How Economic Ideas 15 years ago created Trump

By Margot Marston

In Great Transformations, Mark Blythe explains the importance of ideas in shaping our interests and the power they have to transform institutional order: both an empowering and terrifying thought, depending on the idea. It can be argued that through the ideas of the Republican party 15 years ago, interests were altered and gave rise to the most polarising figure in US politics today: Donald Trump. 

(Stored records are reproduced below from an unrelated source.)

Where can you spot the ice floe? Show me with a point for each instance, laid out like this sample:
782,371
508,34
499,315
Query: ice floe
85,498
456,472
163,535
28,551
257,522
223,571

The Republican party, a strong adherent of free trade and neoclassical economic thought ensured the passage of a bill in 2000 which extended the status of permanent normal trade relations to China. Its aim was to to target the comparative advantage of cheap labor and promised greater economic prosperity for Americans. As a result of the expanded trade, the US outsourced, which economists estimate cost the US at least 2 million jobs in the first decade. Those mostly affected were men with high school level education that saw their wages fall by 15% (adjusted for inflation). A group today that firmly stands behind Trump and his anti-trade ideas and most importantly, more jobs. The initial idea of free trade has been cornerstone of Republicanism, but when this had unintended consequences and yielded economic uncertainty, a form of populist protectionism promising employment and anti-trade, a reversal of former “Washington mistakes,” took its place. “Make America great again,” the slogan ofTrump, the front-runner of the GOP uses the fear and anger harboured after the economic crisis in combination with antagonistic feelings towards China to his advantage to shape interests, and to promise an alternative solution: a change to existing institutions.